School Shootings: What Does Science Say?

school-shootings
Virginia Polytechnic Institute and State University in Blacksburg, Va., generally known as Virginia Tech, was the scene of a mass shooting in 2007. (Image credit: Melinda Fawver / Shutterstock.com)

School shootings and other violence in school settings stoke the deepest fears of parents, teachers and students themselves.

As classes begin again today in Murrysville, Pa. — scene of a mass stabbing last week that left 21 students and a security guard injured — the school community is working to get back to normal. Suspect Alex Hribal, 16, is being charged as an adult with aggravated assault and attempted homicide, USA Today reports.

After a highly emotional event like an act of school violence, it can be difficult to separate fact from speculation. What does science have to say about school violence? [Understanding the 10 Most Destructive Human Behaviors]

Schools are safer today

It may be easy to overlook this fact in the wake of school shootings, but rates of school violence have fallen significantly. According to a 2013 report from the National Center for Education Statistics (NCES), violent deaths among school students ages 5 to 18 and staff in 2010 were lower than at any time since 1992 (the first year NCES kept records).

There's also an overall downward trend in all suicides and homicides in school settings since 1992, according to the NCES report. The 2006-2007 school year — when 63 homicides and 32 suicides occurred in schools — was an exception, partly due to the Virginia Tech massacre, in which 33 people died.

"I know on the heels of any school shooting, there's the perception that violence is on the rise. It's not," Dewey Cornell, a clinical psychologist and education professor at the University of Virginia, told NPR. "In fact, there's been a very steady downward trend for the past 15 years."
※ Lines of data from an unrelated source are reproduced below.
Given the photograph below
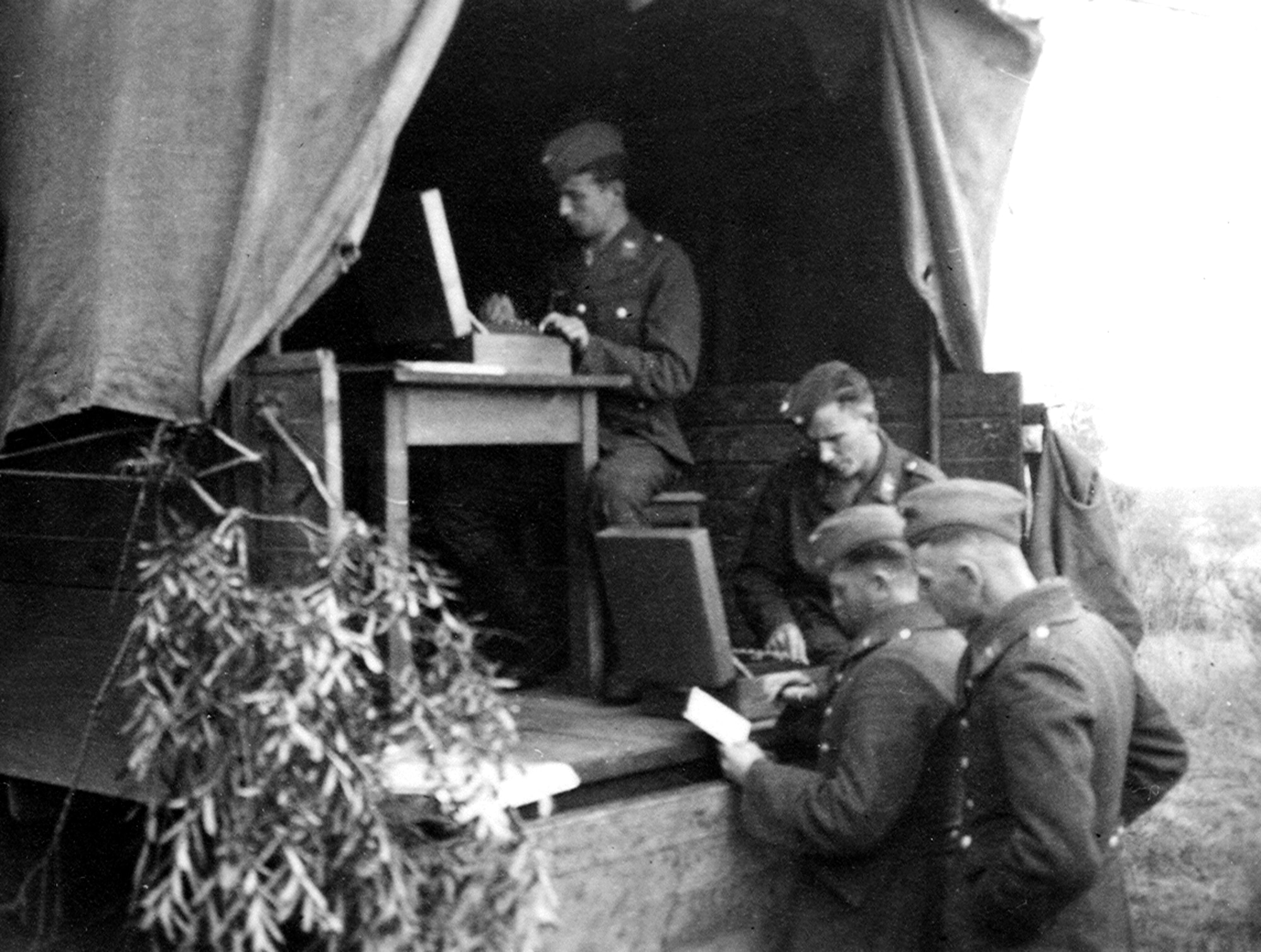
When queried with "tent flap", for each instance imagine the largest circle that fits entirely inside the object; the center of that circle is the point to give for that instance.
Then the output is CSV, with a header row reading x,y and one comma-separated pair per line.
x,y
956,78
178,181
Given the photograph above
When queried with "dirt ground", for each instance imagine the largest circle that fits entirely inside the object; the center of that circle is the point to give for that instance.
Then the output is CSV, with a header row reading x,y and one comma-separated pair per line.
x,y
1196,859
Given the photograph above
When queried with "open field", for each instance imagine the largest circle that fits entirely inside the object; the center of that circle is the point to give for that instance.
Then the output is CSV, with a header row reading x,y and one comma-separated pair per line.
x,y
1196,859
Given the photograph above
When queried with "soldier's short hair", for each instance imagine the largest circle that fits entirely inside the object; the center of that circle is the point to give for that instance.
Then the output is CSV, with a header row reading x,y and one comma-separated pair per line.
x,y
832,383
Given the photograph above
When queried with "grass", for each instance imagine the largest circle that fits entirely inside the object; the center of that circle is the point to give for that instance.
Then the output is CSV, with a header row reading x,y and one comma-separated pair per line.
x,y
1196,859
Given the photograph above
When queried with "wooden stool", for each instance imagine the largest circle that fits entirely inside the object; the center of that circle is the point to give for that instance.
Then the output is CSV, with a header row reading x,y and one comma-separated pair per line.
x,y
682,508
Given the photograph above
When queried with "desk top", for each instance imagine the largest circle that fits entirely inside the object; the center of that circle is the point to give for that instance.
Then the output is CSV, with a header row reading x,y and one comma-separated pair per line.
x,y
482,376
602,742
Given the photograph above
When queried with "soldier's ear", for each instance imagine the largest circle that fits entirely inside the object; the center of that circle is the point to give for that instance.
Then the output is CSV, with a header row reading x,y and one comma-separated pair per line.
x,y
969,573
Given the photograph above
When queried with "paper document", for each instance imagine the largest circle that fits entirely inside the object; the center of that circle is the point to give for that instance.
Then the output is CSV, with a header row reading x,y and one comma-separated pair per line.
x,y
491,370
716,718
534,782
405,774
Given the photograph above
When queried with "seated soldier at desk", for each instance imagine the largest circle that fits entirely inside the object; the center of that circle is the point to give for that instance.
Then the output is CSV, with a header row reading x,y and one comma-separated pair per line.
x,y
627,303
848,461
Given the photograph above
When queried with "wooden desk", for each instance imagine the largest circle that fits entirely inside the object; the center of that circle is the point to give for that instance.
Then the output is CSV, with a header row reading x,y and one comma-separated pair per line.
x,y
470,409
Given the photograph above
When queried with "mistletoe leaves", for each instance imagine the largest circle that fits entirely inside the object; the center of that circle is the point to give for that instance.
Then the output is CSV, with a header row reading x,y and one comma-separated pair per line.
x,y
262,723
Schools, in fact, may be the safest places for students: The Centers for Disease Control and Prevention (CDC) reported in 2013 that less than 2 percent of all youth homicides occur at school — a percentage that has been stable for about a decade.

The reality of school violence

Nonetheless, school violence is a real (though rare) aspect of modern life. During the 2009-2010 school year, 17 homicides occurred at school among students ages 5 to 18. And about 7 percent of teachers reported they had been threatened or physically attacked by a student, according to NCES data.

Among high-school students in grades 9 through 12, a total of 12 percent reported being in a physical fight on school grounds in 2011, according to the CDC, and 5.4 percent reported carrying a gun, knife or other weapon onto school property in the 30 days before the CDC survey.

The same survey revealed that 7.4 percent of high schoolers had been threatened or injured by a weapon on school property within the previous year, and almost 6 percent reported missing school within the previous 30 days because they felt unsafe on, or traveling to or from, school grounds.

A sense of safety, once taken for granted on school grounds, can be easily threatened: A 2010 study from the Journal of Criminal Justice, completed in the wake of the shootings at Virginia Tech in 2007 and at Northern Illinois University in 2008 (where 6 people died and 21 were injured), revealed that college students felt an increase in fear after the media reported mass shootings.

Violence and the media

Indeed, the news media is frequently blamed for distorting and fueling misperceptions of school shootings and violence.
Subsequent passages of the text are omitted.